Henri Leconte, the first champion in 1993, reached the round of the last 16, but no-one has bettered that.

If anything, winning the title in Halle has almost become something of a poisoned chalice.

That is why the organisers in Halle will be crossing fingers and pressing thumbs for their new champion.

Tournament impresario Gerhard Weber has put masses of money and effort into making his event attractive to players, spectators and media - and the plaudits have been forthcoming.

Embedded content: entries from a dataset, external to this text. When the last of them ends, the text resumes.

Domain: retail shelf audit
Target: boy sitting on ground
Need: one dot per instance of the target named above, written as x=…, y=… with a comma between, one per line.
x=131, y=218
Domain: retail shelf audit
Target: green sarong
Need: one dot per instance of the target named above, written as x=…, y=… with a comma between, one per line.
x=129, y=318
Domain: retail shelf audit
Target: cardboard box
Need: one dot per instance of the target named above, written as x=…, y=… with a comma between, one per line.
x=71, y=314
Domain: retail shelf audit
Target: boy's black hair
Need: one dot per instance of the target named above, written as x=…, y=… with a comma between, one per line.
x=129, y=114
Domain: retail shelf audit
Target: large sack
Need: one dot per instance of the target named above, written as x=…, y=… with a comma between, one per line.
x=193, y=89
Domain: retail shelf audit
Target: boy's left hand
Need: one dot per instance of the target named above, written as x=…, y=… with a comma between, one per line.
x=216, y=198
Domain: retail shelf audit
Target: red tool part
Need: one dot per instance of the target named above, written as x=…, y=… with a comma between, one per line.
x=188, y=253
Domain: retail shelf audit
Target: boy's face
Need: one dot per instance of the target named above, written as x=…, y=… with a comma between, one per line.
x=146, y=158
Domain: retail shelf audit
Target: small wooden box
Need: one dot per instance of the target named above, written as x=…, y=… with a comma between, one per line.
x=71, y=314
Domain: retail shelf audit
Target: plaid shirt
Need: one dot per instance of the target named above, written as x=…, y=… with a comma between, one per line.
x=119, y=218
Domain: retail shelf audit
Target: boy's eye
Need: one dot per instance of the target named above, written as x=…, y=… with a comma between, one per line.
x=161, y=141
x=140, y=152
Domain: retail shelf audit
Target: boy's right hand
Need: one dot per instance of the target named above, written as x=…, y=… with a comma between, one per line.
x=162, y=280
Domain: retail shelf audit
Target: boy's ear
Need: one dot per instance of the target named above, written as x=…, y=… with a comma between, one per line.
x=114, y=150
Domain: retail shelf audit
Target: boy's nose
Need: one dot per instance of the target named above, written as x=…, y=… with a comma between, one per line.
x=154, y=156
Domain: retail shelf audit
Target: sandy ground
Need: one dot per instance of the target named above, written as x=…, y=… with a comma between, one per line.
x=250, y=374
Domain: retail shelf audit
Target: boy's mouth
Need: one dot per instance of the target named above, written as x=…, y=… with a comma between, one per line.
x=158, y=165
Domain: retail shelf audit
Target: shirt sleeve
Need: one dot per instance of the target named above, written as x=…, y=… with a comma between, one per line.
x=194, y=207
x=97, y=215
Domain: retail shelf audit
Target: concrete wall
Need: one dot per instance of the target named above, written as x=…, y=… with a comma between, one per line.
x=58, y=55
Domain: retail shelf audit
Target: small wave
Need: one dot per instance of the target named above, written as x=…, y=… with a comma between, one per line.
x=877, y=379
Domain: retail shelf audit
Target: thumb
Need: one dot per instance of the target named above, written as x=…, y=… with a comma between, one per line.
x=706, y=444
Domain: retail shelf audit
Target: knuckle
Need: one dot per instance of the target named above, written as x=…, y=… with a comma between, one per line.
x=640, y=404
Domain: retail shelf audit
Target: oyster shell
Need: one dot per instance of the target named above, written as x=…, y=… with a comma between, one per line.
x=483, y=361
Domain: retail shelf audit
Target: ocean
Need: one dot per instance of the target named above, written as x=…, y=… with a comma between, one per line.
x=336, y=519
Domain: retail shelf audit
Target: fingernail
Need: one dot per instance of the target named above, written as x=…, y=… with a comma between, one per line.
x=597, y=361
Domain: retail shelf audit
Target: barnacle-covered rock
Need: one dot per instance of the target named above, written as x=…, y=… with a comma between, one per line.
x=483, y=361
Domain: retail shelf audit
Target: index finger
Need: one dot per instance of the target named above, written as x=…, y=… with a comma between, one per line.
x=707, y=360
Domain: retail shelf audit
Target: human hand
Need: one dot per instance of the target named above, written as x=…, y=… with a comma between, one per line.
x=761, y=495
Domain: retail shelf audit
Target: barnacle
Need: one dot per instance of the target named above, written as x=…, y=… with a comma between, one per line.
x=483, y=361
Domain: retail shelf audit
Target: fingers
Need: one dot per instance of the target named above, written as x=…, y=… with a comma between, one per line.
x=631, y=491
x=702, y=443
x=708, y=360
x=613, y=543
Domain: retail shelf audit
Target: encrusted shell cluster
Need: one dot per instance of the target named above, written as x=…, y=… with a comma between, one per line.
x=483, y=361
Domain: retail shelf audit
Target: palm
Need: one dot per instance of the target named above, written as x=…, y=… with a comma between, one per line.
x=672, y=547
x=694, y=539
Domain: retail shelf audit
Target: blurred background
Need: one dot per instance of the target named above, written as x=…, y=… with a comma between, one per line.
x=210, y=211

But he knows he cannot afford to have too many champions and finalists who are seen to peak too soon and lose early at Wimbledon.

Pat Rafter
Rafter is expected to make a good run in SW19
Johansson is seeking more match practice this week at the Nottingham Open, though his participation is in doubt after he felt a sharp pain in his left thigh following Saturday's semi-final win against the two-time Halle champion Yevgeny Kafelnikov.

Though the pain did not affect him in his 6-3 6-7 6-2 final victory over Fabrice Santoro, he may play safe and rest the thigh in the week leading up to the tournament that really matters.

As for Kafelnikov, he and fellow beaten semi-finalist Patrick Rafter may well be Halle's best hopes for knocking their jinx on the head at Wimbledon.

Rafter was last year's Wimbledon runner-up, and Kafelnikov is due a good run at Wimbledon - his best was a run to the quarter-finals in 1995 when he lost to Goran Ivanisevic.

If Rafter and Kafelnikov can put together a good run in SW19, Weber and his team will finally be able to prove that Halle is not only a well-run tournament but a genuine springboard for Wimbledon.